Mucha gente se avergüenza porque no puede dar limosna en la parroquia al ser pobre e ir muy justo, aunque debemos pensar en la viuda del Evangelio que dio más que nadie, porque dio de lo que no tenía. Aunque a veces Dios no nos pide ese heroismo sino que aceptemos con humildad nuestra pobreza y ayudemos en la parroquia con nuestras oraciones y con nuestro tiempo y servicio.
Ayudar en Misa o a rezar el Rosario, o tener un turno con el Santísimo es algo muy valioso, que no se puede pagar con dinero y agrada mucho a Dios.
Dios bendice a los que ayudan a los pobres y reprueba a los que se niegan a hacerlo: “A quien te pide da, al que desee que le prestes algo no le vuelvas la espalda” (Mt 5, 42). “Gratis lo recibisteis, dadlo gratis” (Mt 10, 8). Jesucristo reconocerá a sus elegidos en lo que hayan hecho por los pobres (cf Mt 25, 31-36). La buena nueva “anunciada a los pobres” (Mt 11, 5; Lc 4, 18)) es el signo de la presencia de Cristo.

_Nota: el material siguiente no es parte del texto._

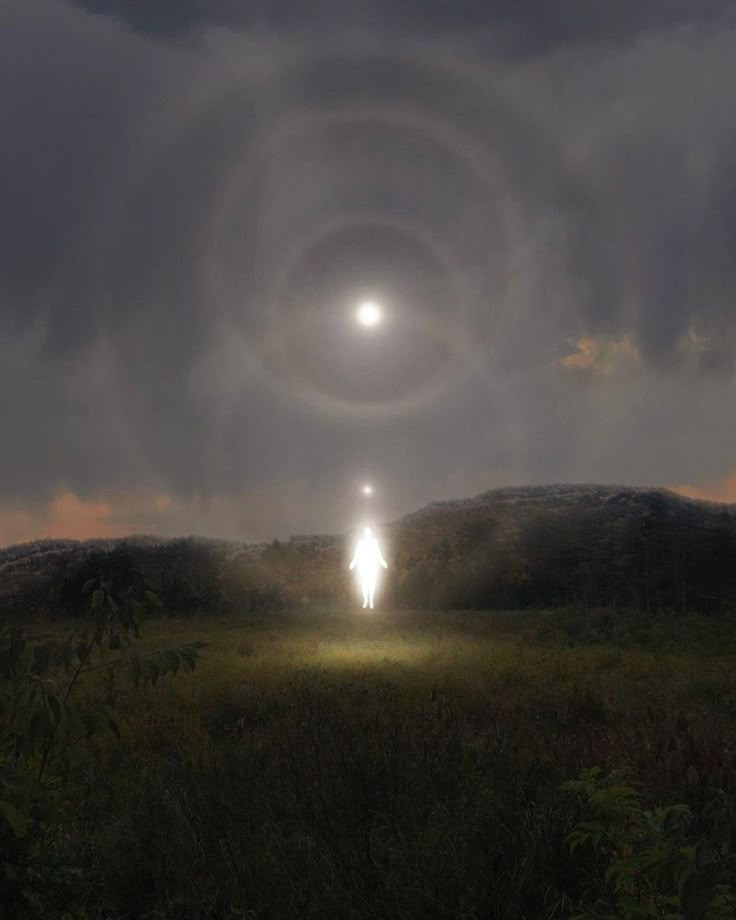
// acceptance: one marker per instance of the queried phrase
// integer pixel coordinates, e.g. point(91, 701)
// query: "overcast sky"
point(196, 195)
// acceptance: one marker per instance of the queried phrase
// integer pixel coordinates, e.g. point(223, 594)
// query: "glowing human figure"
point(367, 558)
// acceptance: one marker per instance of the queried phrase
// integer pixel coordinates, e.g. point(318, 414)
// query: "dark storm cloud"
point(546, 190)
point(525, 24)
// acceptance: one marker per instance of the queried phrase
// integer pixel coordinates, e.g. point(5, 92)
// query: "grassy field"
point(403, 765)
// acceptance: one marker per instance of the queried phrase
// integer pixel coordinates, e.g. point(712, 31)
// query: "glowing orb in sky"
point(369, 314)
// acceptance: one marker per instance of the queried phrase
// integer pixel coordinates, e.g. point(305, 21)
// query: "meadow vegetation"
point(393, 764)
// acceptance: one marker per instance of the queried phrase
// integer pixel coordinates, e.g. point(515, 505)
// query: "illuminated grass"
point(329, 764)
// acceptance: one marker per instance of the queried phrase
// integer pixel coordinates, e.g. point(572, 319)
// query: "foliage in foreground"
point(316, 770)
point(55, 694)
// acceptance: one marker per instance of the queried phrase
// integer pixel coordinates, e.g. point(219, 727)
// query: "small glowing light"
point(367, 559)
point(369, 314)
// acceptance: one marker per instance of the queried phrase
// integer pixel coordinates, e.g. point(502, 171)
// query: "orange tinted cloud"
point(601, 356)
point(71, 516)
point(722, 490)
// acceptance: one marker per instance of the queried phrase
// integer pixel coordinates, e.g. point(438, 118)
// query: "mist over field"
point(367, 484)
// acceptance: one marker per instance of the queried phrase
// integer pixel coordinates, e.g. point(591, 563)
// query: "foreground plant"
point(54, 696)
point(646, 863)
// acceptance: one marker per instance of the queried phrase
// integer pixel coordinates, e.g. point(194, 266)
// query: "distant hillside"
point(512, 548)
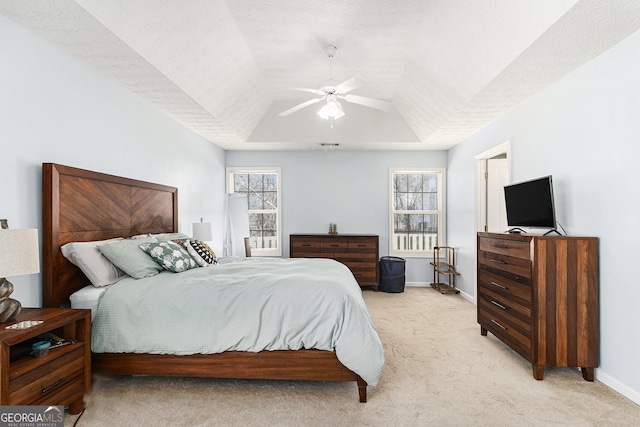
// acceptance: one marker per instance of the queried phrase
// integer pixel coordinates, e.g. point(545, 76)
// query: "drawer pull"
point(498, 305)
point(499, 325)
point(54, 385)
point(499, 285)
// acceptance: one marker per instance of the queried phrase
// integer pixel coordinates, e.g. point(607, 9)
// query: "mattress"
point(251, 305)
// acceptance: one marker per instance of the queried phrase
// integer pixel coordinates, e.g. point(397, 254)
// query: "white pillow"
point(86, 256)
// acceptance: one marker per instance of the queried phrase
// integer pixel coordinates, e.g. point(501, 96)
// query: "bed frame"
point(79, 205)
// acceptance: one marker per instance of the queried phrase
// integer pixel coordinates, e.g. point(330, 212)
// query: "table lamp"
point(19, 256)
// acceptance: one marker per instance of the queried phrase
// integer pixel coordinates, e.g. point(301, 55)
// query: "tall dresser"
point(539, 295)
point(359, 252)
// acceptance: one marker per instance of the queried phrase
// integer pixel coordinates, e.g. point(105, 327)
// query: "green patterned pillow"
point(169, 255)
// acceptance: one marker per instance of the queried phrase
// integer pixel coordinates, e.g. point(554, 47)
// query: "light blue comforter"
point(250, 304)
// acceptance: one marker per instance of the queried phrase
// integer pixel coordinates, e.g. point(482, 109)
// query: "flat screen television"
point(530, 204)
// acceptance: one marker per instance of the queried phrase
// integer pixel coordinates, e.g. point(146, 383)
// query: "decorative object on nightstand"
point(19, 256)
point(202, 231)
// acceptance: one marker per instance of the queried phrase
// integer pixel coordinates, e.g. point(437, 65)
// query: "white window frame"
point(262, 170)
point(441, 211)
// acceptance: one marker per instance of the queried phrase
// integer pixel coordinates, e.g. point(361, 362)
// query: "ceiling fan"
point(331, 91)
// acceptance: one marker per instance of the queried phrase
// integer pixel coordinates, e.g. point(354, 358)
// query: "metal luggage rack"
point(444, 263)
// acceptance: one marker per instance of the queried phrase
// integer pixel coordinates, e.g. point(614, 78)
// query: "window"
point(262, 187)
point(417, 211)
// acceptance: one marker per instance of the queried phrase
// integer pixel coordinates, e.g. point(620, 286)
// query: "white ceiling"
point(225, 69)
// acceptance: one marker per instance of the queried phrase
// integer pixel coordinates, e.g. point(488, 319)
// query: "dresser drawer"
point(505, 331)
point(511, 311)
point(305, 244)
point(364, 245)
point(334, 244)
point(305, 248)
point(64, 374)
point(514, 268)
point(512, 248)
point(509, 289)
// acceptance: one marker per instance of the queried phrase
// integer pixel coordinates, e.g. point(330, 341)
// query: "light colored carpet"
point(439, 371)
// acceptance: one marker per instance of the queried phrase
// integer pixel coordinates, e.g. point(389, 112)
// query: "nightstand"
point(62, 376)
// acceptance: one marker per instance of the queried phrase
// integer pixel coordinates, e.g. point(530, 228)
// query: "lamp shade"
point(19, 253)
point(202, 231)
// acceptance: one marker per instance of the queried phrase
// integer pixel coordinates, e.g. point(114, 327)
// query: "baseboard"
point(616, 385)
point(417, 284)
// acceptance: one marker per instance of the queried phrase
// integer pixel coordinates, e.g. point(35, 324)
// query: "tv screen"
point(530, 203)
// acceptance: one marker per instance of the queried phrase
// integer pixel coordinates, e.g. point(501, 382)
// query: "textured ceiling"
point(225, 69)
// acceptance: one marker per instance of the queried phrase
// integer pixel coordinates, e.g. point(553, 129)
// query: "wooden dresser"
point(359, 252)
point(539, 295)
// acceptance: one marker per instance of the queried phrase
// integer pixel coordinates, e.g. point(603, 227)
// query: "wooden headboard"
point(79, 206)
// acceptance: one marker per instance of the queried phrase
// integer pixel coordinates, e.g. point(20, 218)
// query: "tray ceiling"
point(225, 69)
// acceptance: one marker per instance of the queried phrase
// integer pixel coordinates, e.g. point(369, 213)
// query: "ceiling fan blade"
point(369, 102)
point(300, 106)
point(351, 84)
point(304, 89)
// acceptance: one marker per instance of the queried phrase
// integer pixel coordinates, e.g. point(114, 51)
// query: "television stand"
point(516, 230)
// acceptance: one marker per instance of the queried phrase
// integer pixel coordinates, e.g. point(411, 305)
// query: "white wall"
point(584, 131)
point(53, 109)
point(349, 188)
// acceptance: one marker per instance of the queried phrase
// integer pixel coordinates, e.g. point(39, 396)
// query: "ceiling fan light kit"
point(332, 109)
point(331, 90)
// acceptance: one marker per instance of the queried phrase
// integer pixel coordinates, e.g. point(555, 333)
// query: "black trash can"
point(391, 274)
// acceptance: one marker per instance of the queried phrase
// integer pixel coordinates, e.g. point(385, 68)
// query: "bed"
point(83, 206)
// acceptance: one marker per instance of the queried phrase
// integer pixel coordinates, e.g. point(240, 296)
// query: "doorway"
point(493, 172)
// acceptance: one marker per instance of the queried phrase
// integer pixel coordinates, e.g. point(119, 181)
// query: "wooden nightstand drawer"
point(62, 376)
point(48, 378)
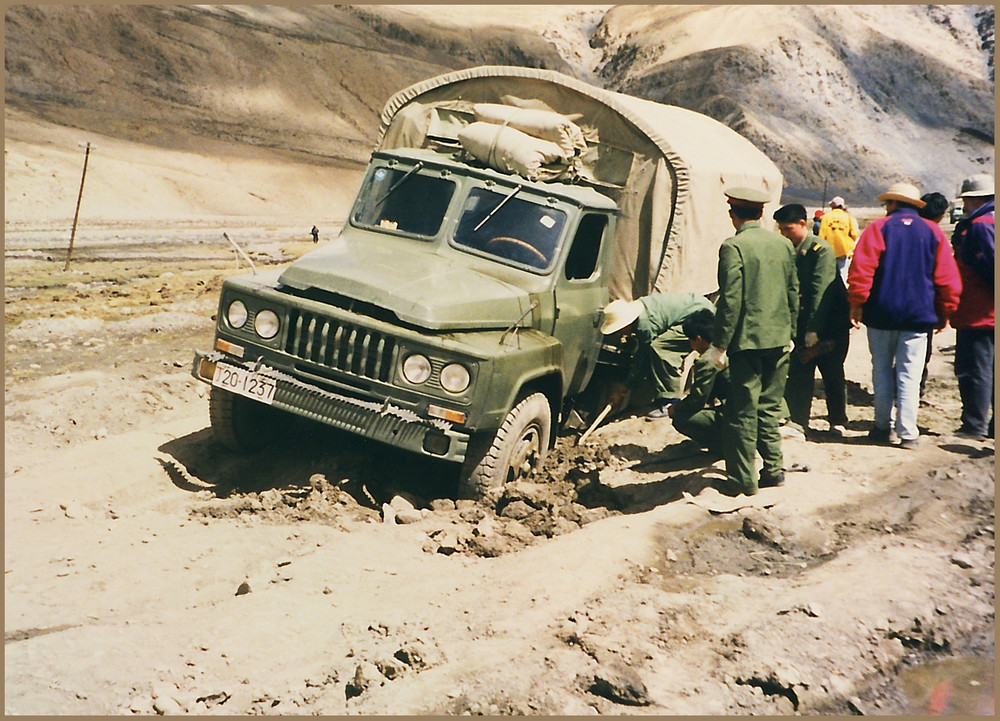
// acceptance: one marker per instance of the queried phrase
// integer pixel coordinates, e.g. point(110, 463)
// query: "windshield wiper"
point(499, 205)
point(399, 182)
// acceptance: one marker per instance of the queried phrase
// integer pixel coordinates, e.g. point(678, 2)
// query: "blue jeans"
point(897, 362)
point(843, 264)
point(974, 369)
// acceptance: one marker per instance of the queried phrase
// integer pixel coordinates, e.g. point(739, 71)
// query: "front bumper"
point(382, 422)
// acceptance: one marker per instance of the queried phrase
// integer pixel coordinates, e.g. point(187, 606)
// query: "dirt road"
point(147, 570)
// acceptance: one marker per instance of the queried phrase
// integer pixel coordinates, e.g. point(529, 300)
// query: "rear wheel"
point(240, 423)
point(517, 449)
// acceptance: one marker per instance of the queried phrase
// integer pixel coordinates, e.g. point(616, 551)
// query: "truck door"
point(581, 292)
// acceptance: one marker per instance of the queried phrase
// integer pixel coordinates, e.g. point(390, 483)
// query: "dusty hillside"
point(853, 96)
point(206, 111)
point(857, 95)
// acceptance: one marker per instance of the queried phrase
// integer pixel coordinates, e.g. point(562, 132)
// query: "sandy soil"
point(147, 570)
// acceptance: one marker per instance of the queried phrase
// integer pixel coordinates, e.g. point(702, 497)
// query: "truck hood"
point(422, 288)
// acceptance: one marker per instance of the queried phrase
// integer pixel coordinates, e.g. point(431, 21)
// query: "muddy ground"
point(148, 570)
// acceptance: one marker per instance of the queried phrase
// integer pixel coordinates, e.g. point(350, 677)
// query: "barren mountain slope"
point(857, 95)
point(204, 111)
point(849, 96)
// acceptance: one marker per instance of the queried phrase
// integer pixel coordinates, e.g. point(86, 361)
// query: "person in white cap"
point(974, 244)
point(652, 327)
point(839, 229)
point(902, 283)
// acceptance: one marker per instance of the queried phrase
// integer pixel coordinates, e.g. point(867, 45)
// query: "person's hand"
point(617, 397)
point(716, 356)
point(856, 316)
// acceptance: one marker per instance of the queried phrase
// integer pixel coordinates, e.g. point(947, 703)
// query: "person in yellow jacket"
point(840, 229)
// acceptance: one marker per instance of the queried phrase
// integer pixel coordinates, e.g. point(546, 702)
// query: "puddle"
point(954, 686)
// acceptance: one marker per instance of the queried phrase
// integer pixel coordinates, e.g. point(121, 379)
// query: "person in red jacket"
point(974, 245)
point(902, 282)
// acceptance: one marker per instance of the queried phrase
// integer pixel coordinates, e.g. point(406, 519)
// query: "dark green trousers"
point(704, 427)
point(801, 381)
point(666, 360)
point(753, 412)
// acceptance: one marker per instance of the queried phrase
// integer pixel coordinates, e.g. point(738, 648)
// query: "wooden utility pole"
point(76, 215)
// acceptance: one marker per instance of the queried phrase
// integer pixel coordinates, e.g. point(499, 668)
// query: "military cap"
point(747, 197)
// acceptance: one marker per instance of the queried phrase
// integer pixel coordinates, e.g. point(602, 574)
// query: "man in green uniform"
point(758, 304)
point(699, 415)
point(823, 327)
point(652, 325)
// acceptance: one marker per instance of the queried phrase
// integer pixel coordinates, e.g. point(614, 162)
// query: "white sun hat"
point(977, 186)
point(619, 313)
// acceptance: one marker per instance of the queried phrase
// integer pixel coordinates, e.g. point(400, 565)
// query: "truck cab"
point(460, 307)
point(452, 295)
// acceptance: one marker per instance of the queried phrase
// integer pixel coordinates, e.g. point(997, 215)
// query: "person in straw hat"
point(902, 282)
point(651, 327)
point(754, 324)
point(974, 244)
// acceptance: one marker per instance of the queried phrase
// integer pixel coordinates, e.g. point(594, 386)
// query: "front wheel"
point(516, 450)
point(239, 423)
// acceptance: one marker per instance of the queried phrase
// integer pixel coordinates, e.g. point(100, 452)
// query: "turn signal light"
point(446, 414)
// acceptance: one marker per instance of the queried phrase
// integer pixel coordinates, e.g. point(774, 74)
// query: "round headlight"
point(266, 324)
point(454, 378)
point(236, 314)
point(417, 369)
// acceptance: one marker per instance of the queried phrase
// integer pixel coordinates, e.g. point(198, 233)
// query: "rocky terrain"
point(150, 571)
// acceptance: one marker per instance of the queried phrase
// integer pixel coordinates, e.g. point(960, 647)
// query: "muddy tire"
point(239, 423)
point(513, 453)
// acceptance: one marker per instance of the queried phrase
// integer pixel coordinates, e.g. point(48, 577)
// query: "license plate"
point(245, 383)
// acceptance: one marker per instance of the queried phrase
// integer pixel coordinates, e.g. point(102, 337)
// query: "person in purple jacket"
point(973, 241)
point(902, 282)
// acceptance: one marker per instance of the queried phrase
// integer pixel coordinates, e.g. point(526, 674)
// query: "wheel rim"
point(525, 455)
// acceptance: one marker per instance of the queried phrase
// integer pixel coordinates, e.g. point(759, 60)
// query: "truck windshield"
point(403, 201)
point(519, 232)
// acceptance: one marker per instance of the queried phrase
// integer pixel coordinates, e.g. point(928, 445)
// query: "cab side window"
point(586, 248)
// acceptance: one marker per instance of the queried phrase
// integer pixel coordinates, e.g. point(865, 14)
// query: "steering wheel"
point(521, 244)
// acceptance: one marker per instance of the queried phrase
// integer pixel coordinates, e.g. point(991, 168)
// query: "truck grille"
point(346, 347)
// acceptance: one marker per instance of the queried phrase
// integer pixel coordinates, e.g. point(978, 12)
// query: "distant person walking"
point(817, 219)
point(974, 244)
point(840, 230)
point(823, 326)
point(902, 283)
point(936, 205)
point(652, 325)
point(754, 322)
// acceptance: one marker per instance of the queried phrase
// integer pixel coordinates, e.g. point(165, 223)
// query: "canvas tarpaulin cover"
point(665, 167)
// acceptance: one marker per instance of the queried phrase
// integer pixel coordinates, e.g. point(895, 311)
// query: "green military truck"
point(460, 306)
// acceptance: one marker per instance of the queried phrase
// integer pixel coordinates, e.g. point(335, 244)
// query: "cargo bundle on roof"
point(664, 166)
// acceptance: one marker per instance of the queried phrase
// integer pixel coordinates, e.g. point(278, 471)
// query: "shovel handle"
point(593, 426)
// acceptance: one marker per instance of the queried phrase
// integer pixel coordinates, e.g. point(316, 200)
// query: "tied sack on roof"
point(544, 124)
point(511, 151)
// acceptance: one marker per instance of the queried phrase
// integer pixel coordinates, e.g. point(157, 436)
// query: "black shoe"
point(660, 408)
point(771, 481)
point(878, 435)
point(731, 489)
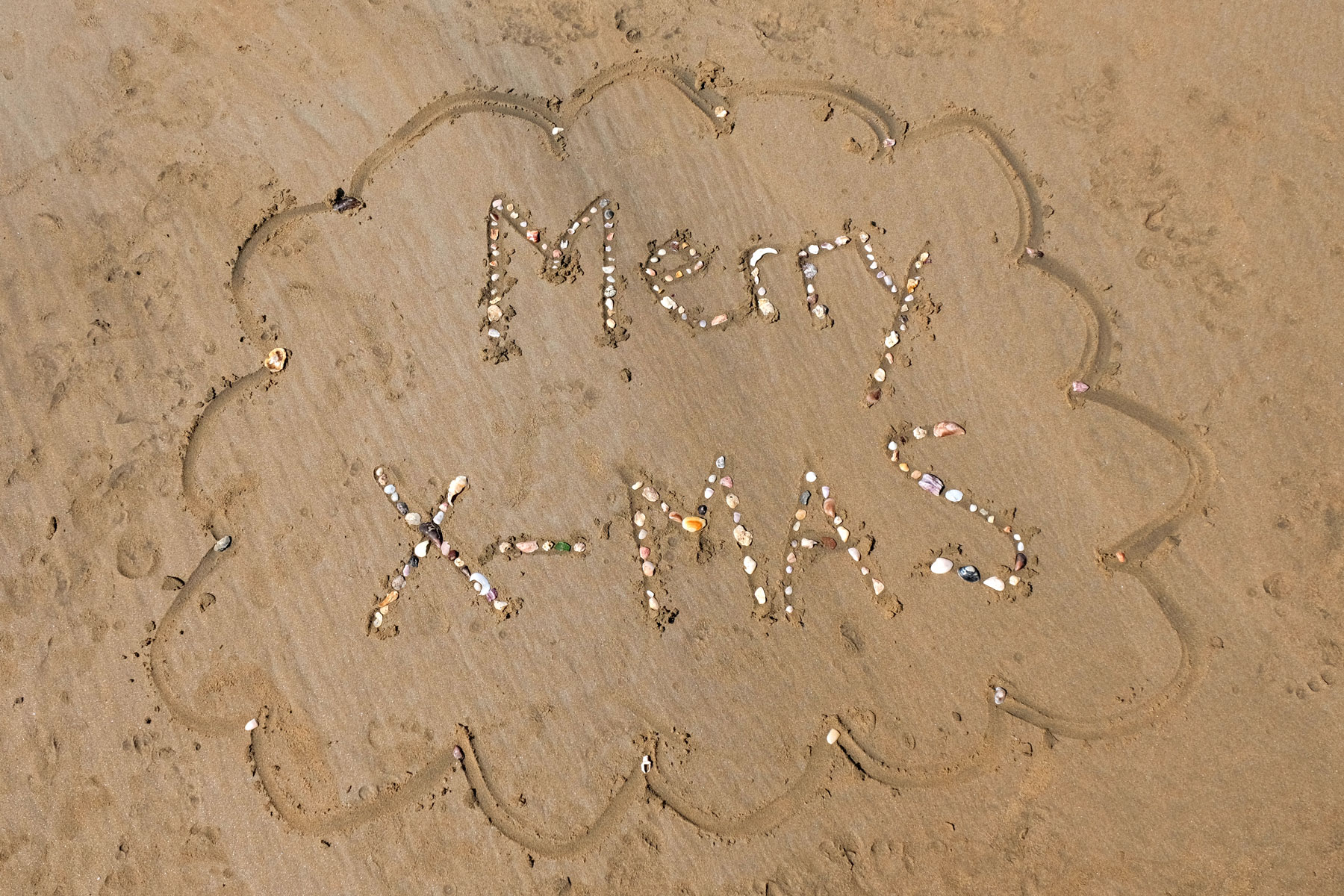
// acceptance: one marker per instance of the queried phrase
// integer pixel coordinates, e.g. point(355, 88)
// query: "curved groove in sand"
point(820, 762)
point(191, 494)
point(883, 124)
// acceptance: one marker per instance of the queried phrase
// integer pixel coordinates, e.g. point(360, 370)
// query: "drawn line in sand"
point(1133, 555)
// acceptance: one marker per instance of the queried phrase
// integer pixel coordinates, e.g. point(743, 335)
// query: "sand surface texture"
point(670, 449)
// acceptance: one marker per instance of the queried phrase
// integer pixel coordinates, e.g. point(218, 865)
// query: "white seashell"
point(761, 253)
point(456, 488)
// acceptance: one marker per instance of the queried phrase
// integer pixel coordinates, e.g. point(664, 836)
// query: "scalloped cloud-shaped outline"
point(1142, 547)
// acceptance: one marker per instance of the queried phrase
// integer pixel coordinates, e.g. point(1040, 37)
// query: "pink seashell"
point(947, 428)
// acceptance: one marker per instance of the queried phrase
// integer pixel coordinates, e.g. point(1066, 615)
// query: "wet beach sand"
point(667, 449)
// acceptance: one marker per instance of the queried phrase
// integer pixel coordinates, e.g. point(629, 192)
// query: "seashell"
point(947, 428)
point(456, 488)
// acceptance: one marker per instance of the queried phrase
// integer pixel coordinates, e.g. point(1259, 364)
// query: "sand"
point(1129, 302)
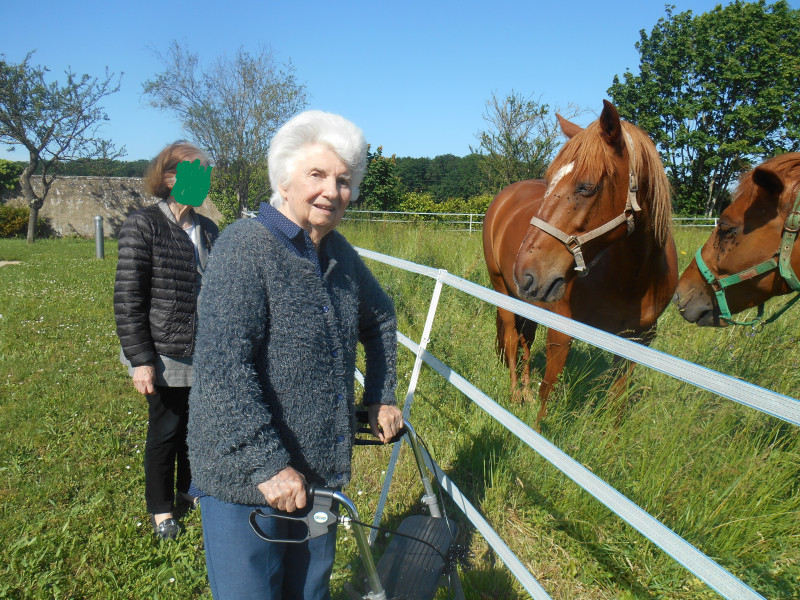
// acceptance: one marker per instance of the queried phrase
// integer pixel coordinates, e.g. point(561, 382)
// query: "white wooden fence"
point(782, 407)
point(468, 221)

“El amor de la Iglesia por los pobres […] pertenece a su constante tradición” (CA 57). Está inspirado en el Evangelio de las bienaventuranzas (cf Lc 6, 20-22), en la pobreza de Jesús (cf Mt 8, 20), y en su atención a los pobres (cf Mc 12, 41-44). El amor a los pobres es también uno de los motivos del deber de trabajar, con el fin de “hacer partícipe al que se halle en necesidad” (Ef 4, 28). No abarca sólo la pobreza material, sino también las numerosas formas de pobreza cultural y religiosa (cf CA 57).